H. Rider Haggard: Allan Quatermain

14. CHAPTER XIV: THE FLOWER TEMPLE (continued)

And now before us, in all its marvellous splendour and dazzling loveliness, shone out the Temple of the Sun -- the peculiar pride of the Zu-Vendi, to whom it was what Solomon's, or rather Herod's, Temple was to the Jews. The wealth, and skill, and labour of generations had been given to the building of this wonderful place, which had been only finally completed within the last fifty years. Nothing was spared that the country could produce, and the result was indeed worthy of the effort, not so much on account of its size -- for there are larger fanes in the world -- as because of its perfect proportions, the richness and beauty of its materials, and the wonderful workmanship. The building (that stands by itself on a space of some eight acres of garden ground on the hilltop, around which are the dwelling-places of the priests) is built in the shape of a sunflower, with a dome-covered central hall, from which radiate twelve petal-shaped courts, each dedicated to one of the twelve months, and serving as the repositories of statues reared in memory of the illustrious dead.
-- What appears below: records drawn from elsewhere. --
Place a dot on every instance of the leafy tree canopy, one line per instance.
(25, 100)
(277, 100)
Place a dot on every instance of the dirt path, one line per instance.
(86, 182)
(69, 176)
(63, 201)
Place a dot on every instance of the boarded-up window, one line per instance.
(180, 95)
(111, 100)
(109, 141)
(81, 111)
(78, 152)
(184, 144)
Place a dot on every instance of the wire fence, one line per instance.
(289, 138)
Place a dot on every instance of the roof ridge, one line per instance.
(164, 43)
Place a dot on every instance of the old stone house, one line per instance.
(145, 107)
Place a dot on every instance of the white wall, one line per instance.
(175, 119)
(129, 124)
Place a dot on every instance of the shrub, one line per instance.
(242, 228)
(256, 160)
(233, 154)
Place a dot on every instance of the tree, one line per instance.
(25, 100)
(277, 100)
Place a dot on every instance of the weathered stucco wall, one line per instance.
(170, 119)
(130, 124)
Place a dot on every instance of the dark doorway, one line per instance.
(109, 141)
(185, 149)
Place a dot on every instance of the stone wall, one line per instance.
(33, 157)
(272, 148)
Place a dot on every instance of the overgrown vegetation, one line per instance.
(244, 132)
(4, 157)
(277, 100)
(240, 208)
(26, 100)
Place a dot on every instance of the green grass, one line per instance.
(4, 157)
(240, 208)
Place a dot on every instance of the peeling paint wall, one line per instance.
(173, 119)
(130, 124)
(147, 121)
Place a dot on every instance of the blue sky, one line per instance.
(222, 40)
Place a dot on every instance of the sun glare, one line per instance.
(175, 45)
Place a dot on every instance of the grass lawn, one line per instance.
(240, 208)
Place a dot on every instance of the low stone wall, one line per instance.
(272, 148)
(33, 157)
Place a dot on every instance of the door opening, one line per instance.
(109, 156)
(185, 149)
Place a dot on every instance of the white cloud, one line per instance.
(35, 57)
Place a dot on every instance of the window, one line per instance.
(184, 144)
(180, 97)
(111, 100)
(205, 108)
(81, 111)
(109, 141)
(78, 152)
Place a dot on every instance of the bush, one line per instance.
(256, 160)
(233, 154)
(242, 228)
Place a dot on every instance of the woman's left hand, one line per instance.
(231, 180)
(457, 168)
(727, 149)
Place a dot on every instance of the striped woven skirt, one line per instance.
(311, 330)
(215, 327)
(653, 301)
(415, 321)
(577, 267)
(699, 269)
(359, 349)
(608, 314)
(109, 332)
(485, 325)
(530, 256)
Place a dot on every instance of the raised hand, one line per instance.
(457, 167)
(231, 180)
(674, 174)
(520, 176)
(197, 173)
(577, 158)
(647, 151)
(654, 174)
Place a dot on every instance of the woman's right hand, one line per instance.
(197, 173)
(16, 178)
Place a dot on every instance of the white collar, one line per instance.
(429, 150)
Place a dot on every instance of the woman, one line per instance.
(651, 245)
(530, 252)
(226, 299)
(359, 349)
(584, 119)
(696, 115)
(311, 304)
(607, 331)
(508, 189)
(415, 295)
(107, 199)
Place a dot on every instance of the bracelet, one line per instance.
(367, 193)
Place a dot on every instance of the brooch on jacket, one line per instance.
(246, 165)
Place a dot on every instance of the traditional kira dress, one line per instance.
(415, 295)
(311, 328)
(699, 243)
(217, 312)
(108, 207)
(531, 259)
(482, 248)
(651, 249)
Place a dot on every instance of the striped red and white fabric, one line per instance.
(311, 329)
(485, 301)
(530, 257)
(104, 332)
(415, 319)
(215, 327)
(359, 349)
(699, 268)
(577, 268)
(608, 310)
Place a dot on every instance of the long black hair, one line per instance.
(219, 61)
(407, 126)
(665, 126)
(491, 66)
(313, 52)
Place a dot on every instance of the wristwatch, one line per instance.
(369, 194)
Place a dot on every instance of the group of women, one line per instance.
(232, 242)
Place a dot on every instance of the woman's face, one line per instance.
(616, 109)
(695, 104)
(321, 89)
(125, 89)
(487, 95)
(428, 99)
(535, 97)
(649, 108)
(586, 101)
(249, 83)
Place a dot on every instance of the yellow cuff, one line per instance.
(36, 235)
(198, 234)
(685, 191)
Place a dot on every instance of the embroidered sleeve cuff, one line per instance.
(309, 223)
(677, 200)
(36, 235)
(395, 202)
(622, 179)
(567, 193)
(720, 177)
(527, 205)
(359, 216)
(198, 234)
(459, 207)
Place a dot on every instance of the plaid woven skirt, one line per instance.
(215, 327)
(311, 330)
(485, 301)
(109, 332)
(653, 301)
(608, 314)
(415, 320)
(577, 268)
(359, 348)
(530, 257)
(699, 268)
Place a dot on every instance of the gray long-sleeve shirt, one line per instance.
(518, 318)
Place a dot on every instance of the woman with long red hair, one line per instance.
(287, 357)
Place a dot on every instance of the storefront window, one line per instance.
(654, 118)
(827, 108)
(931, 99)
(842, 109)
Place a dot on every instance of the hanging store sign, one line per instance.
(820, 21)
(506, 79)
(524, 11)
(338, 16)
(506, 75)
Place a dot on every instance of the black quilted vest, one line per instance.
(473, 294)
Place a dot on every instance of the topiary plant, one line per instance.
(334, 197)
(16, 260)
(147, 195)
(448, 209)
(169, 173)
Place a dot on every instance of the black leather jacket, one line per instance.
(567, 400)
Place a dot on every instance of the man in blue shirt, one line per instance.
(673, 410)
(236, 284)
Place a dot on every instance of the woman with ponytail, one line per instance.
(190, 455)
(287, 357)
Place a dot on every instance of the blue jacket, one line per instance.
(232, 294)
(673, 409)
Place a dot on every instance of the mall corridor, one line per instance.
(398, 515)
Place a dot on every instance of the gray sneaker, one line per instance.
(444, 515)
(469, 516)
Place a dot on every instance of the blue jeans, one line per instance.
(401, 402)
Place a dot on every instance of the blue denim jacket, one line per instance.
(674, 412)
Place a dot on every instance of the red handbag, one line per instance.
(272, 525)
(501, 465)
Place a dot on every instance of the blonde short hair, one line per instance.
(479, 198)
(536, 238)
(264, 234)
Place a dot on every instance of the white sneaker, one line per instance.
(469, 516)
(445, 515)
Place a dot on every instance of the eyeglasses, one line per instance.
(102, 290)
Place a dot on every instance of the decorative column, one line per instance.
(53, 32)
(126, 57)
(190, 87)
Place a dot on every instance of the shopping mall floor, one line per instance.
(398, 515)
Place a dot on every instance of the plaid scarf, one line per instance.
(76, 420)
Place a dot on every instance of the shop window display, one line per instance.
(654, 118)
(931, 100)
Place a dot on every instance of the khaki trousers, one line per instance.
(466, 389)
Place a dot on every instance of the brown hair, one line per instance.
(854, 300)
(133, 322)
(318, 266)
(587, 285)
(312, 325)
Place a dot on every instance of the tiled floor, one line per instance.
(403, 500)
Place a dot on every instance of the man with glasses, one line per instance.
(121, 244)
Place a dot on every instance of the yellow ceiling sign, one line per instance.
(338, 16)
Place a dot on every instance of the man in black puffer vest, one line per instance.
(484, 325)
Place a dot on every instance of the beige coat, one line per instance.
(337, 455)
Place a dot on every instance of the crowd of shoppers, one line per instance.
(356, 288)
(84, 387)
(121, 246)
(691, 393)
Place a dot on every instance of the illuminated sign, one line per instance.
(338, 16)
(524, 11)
The width of the circle beneath the dome is three hundred feet, the height of the dome is four hundred feet, and the length of the rays is one hundred and fifty feet, and the height of their roofs three hundred feet, so that they run into the central dome exactly as the petals of the sunflower run into the great raised heart. Thus the exact measurement from the centre of the central altar to the extreme point of any one of the rounded rays would be three hundred feet (the width of the circle itself), or a total of six hundred feet from the rounded extremity of one ray or petal to the extremity of the opposite one. {Endnote 14}

The building itself is of pure and polished white marble, which shows out in marvellous contrast to the red granite of the frowning city, on whose brow it glistens indeed like an imperial diadem upon the forehead of a dusky queen. The outer surface of the dome and of the twelve petal courts is covered entirely with thin sheets of beaten gold; and from the extreme point of the roof of each of these petals a glorious golden form with a trumpet in its hand and widespread wings is figured in the very act of soaring into space. I really must leave whoever reads this to imagine the surpassing beauty of these golden roofs flashing when the sun strikes -- flashing like a thousand fires aflame on a mountain of polished marble -- so fiercely that the reflection can be clearly seen from the great peaks of the range a hundred miles away.